Sixth Tone reported a story on November 28 about Yulia Turchinova, owner of a Shanghai-based English training center who fled China amid licensing troubles.
Turchinova started Step Up Education in 2017, which teaches children aged 3 to 6, with the help of a Chinese partner who promised to deal with the administrative side of things, including securing proper licensing. In December 2018, police inspectors made their rounds and informed Turchinova that her business was, in fact, not legitimate as Step Up was only registered as a regular business rather than an educational organization. Unsurprisingly, the rules and regulations for obtaining an educational license are much more complicated. Turchinova was given a warning, and told she had six months to figure out what to do.
Image via Unsplash
Although her Chinese partner insisted that the issue would be resolved in a few weeks, months passed without any change. Turchinova began exploring options to become a branch of a larger institution and tried to secure a sublet license from a larger educational organization. The average cost of a sublet license is at least RMB300,000. Despite Turchinova willing to work out a deal, the partner from the larger organization pulled out at the last minute.
As Turchinova cut business ties with her Chinese partner, they retaliated by terminating Step Up’s lease early – forcing the school to shutter its doors on November 1. Turchinova told Sixth Tone, “I didn’t want to flee, but I didn’t want to go to jail either, if I’d known it’d be so complicated to run an English training center here, I never would have set up Step Up.”

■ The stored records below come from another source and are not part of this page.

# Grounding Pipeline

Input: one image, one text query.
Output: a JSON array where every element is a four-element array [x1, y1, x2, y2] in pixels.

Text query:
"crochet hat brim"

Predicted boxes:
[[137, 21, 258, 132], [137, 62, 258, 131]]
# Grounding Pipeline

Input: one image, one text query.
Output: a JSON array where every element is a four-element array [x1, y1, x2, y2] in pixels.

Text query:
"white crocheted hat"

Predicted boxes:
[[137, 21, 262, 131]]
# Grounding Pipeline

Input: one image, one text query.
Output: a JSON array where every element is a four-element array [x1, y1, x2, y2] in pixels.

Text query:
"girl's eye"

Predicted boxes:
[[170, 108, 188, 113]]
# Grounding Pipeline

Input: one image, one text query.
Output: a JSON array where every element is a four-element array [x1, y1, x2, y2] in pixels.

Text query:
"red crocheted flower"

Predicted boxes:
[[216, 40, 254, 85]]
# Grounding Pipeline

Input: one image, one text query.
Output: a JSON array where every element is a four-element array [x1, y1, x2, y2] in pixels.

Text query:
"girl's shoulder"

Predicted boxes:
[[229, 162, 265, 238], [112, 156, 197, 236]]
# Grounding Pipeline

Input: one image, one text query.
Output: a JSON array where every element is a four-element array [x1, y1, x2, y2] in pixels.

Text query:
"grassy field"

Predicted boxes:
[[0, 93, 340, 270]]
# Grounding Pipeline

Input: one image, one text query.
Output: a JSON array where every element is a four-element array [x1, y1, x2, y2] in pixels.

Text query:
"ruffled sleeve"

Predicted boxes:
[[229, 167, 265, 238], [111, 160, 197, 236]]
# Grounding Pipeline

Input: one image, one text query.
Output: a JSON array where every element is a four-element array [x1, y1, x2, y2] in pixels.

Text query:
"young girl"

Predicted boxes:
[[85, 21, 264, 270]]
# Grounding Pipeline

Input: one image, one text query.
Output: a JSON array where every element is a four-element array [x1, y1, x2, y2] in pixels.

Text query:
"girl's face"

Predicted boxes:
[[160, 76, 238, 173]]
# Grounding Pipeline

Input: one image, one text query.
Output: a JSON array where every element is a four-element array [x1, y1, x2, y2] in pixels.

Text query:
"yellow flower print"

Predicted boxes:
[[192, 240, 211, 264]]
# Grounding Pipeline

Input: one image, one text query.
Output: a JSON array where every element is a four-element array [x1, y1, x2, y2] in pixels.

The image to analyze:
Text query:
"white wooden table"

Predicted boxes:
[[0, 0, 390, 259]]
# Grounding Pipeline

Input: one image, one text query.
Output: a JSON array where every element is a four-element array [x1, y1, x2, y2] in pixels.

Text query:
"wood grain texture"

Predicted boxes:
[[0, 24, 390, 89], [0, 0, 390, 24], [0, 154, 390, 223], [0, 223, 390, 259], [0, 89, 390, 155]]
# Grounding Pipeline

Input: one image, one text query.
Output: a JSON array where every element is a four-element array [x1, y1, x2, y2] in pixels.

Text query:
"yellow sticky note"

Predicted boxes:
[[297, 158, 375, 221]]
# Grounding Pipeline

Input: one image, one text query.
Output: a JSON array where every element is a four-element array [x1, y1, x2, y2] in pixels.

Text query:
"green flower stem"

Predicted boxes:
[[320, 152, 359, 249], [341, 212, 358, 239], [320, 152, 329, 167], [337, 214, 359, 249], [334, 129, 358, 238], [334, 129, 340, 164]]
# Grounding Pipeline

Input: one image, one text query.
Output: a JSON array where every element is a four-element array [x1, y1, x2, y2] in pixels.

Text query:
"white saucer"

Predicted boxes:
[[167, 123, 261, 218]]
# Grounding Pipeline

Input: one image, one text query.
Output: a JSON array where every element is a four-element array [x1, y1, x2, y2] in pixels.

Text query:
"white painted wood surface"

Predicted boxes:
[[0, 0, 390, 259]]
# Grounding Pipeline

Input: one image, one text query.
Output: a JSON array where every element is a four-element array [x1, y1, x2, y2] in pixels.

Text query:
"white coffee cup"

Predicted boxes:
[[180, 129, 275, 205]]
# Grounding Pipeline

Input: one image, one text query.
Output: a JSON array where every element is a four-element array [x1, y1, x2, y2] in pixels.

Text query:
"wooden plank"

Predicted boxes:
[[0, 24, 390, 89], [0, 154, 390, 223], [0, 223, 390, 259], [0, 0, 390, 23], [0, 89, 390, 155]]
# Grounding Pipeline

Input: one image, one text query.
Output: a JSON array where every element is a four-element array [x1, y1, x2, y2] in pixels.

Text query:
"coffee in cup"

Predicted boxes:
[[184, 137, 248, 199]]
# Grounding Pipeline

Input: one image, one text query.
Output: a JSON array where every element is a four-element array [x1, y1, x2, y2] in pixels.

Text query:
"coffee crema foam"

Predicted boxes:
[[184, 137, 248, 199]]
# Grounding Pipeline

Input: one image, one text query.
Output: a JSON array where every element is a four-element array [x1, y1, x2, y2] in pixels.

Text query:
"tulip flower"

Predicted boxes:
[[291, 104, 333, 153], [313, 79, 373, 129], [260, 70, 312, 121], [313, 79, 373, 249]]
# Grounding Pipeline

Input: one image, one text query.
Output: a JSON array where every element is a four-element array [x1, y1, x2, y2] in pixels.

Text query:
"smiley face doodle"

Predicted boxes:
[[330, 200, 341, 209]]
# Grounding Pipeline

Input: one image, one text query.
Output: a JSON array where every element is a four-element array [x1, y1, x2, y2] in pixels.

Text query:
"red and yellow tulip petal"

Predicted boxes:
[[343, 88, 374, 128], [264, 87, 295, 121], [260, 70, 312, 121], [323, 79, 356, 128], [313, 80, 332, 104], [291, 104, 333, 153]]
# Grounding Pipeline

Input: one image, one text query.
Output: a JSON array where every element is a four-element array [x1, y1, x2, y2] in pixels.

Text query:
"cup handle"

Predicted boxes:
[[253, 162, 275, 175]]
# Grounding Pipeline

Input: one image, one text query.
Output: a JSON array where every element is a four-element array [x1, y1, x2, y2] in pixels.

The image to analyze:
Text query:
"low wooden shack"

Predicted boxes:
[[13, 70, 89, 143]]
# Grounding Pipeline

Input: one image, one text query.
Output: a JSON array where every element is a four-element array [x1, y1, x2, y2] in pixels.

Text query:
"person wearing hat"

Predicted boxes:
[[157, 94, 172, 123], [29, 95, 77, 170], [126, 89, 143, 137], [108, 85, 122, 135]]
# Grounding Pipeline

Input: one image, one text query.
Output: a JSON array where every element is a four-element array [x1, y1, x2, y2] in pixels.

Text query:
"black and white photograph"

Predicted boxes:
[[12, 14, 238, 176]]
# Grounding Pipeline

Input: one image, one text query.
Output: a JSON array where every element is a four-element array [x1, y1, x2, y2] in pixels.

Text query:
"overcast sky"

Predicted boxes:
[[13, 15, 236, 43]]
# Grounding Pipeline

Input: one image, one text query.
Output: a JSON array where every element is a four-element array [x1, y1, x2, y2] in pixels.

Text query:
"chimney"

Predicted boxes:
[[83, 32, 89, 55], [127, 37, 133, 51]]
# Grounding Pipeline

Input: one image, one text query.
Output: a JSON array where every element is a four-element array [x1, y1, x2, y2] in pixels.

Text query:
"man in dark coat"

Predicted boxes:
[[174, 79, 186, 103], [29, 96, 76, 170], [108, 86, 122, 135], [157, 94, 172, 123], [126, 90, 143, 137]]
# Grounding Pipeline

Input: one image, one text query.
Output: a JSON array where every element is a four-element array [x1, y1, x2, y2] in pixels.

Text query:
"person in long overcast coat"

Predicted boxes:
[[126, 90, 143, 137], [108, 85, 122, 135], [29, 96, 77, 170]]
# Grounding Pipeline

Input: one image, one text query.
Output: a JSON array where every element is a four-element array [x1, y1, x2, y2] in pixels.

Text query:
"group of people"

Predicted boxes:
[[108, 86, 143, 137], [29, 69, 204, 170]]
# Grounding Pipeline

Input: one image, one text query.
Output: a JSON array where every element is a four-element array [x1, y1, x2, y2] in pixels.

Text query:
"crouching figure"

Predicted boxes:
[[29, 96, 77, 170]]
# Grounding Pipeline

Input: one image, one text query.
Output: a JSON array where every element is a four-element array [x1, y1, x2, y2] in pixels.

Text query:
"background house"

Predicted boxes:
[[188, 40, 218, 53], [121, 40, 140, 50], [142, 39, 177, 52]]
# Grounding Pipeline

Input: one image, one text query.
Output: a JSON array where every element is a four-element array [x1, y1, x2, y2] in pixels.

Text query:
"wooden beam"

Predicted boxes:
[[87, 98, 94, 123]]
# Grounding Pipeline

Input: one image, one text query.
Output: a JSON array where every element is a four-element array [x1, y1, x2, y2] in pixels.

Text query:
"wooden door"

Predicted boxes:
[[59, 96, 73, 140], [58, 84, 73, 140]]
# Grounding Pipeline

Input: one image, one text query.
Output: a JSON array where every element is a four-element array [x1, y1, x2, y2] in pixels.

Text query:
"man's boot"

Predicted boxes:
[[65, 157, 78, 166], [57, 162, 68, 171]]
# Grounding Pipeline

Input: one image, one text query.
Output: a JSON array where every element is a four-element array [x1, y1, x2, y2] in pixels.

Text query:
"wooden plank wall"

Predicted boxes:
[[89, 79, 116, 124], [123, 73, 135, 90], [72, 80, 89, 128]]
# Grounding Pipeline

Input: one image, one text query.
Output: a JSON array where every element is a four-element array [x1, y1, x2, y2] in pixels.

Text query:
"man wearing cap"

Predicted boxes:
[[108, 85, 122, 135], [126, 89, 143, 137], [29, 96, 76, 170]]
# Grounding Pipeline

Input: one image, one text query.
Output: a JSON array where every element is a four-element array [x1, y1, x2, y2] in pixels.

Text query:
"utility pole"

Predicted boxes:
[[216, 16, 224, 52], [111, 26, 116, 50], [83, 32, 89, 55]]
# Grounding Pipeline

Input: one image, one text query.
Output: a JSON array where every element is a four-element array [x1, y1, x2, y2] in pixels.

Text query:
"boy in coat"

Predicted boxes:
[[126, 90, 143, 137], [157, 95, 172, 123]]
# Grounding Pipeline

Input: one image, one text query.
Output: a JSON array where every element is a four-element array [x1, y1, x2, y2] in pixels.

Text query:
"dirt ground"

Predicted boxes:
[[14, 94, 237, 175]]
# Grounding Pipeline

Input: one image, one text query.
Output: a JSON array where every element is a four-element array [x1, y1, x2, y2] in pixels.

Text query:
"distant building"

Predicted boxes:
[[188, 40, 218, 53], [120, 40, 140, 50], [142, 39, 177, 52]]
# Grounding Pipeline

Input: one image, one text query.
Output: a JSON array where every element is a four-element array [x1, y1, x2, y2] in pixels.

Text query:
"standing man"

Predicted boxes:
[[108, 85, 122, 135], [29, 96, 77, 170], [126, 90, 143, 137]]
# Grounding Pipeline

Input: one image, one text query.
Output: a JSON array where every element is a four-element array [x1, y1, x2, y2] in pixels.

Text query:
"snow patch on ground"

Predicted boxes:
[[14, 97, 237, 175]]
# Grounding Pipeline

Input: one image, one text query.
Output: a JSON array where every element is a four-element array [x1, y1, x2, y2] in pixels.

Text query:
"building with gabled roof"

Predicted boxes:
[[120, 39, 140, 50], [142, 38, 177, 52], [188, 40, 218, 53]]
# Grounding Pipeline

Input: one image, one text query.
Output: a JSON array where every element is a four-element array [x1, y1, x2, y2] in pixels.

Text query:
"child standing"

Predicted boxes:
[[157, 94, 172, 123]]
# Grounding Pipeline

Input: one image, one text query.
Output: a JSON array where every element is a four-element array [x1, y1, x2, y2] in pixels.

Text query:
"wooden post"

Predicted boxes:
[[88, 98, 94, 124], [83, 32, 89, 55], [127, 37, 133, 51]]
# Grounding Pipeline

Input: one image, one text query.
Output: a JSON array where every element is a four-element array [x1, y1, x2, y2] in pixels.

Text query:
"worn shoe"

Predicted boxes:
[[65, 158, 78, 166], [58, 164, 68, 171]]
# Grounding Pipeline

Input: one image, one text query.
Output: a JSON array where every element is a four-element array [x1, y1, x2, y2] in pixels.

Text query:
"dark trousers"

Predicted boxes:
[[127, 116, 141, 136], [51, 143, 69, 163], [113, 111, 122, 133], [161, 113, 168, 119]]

However, amid the sudden closure, which left over 200 families confused and angry – one of the student’s parent offered to step in and help. Jason Qiao, the father of a student who had been studying at Step Up since the founding of the school, promised to invest and help them apply for a license from the education authorities. Qiao remarked, “The market needs are there: Quality preschool education is key to elite education, which many local parents value. It was a chaotic market and, as a parent, I’m glad the authorities are cleaning out illegal operations. But Step Up has a good teaching team that is very dedicated. We need to make efforts not to lose such good resources.”
That’s spoke with a former training center owner in Guangzhou’s Panyu district who remarked that most centers in their area were not properly licensed but the government was aware. Checks were conducted regulary, and certain types of advertisements were restricted. It seems that a crackdown across China is inevitable, the question is, rather, when it will happen.
Step Up touts small class sizes with a 6:1 student to teacher ratio and an average class price of less than RMB100, whereas other schools will cost, on average, RMB200 per class. Although this story may have a silver lining, Step Up’s future is still unclear. Turchinova is back in Shanghai and 70 parents signed a petition asking local police to drop the case. Qiao believes that the school can obtain a license within three months as “Step Up has met the requirements… given families’ urgent need to continue learning with the teachers, [and] hope[s] the education bureau can speed up their approval procedure to license [them].”
Step Up officially reopened it doors on November 18, and instead of angry parents, Turchinova was unexpectedly greeted with hugs and a big cake.